In November 2018, Tector was named the Male Academy Player of the Year at the annual Cricket Ireland Awards. The following month, he was one of nineteen players to be awarded a central contract by Cricket Ireland for the 2019 season.

In January 2019, Tector was named in Ireland's Twenty20 International (T20I) squads for the Oman Quadrangular Series and the series against Afghanistan in India, but he did not play. In June 2019, he was named as the captain of the Ireland Wolves squad for their home series against the Scotland A cricket team. In September 2019, he was named in Ireland's T20I squad for the 2019–20 Ireland Tri-Nation Series. He made his T20I debut for Ireland, against Scotland, on 17 September 2019. Later the same month, he was named in Ireland's squad for the 2019 ICC T20 World Cup Qualifier tournament in the United Arab Emirates. Ahead of the tournament, the International Cricket Council (ICC) named him as the player to watch in Ireland's squad.

On 10 July 2020, Tector was named in Ireland's 21-man squad to travel to England to start training behind closed doors for the One Day International (ODI) series against the England cricket team. On 28 July 2020, Cricket Ireland named Tector in their 14-man squad for the first ODI of the series. He made his ODI debut for Ireland, against England, on 30 July 2020.

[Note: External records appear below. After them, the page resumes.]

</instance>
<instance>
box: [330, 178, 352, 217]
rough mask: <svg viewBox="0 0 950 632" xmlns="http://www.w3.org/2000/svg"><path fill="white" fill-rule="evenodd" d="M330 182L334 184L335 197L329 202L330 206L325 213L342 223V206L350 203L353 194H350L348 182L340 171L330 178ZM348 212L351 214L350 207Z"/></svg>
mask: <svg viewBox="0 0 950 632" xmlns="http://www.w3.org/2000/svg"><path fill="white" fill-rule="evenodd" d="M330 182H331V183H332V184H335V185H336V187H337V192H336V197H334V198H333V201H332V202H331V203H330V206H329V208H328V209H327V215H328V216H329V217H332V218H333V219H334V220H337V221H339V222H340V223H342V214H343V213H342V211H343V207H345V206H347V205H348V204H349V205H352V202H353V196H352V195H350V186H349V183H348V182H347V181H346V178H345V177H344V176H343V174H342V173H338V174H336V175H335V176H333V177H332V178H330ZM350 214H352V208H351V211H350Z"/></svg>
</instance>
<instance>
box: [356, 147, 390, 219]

In February 2021, Tector was named as the white-ball captain in the Ireland Wolves' squad for their tour to Bangladesh. After George Dockrell withdrew from the tour, Tector was also named as the captain for the red-ball matches for the series. In May 2021, he was named in the Ireland Wolves' squad as the captain for their home series against the Netherlands A. He was the highest run-scorer in the tournament, aggregating 128 runs including two half-centuries. In September 2021, Tector was named in Ireland's provisional squad for the 2021 ICC Men's T20 World Cup.

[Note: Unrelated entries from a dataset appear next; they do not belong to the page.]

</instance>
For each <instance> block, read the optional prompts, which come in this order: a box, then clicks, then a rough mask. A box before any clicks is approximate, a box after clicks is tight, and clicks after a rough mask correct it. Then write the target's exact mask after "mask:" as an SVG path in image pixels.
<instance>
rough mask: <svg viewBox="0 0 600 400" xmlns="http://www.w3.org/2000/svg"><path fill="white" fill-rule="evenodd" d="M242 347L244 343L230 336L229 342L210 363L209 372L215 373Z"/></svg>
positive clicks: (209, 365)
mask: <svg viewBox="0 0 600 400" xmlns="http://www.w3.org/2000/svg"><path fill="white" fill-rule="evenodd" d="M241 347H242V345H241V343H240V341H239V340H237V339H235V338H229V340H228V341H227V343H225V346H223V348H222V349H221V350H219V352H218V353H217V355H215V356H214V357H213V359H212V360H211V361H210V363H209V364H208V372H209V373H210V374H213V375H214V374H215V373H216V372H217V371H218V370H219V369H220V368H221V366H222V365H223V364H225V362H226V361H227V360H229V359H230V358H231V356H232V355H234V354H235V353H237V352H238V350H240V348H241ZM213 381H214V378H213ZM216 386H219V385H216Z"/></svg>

In July 2022, in the first match of the series against New Zealand, Tector scored his first century in ODI cricket. Tector was named in Ireland's squad for their tours of Bangladesh in March 2023 and Sri Lanka in April 2023. The tour consists of ODI, T20, and Test matches. He made his Test debut against Bangladesh on 4 April 2023. He scored 50 runs in his maiden Test innings, becoming the first Irish player to score a half-century on Test debut.

In May 2024, he was named in Ireland's squad for the 2024 ICC Men's T20 World Cup.

==Personal life==
He is the cousin of rugby union player Charlie Tector.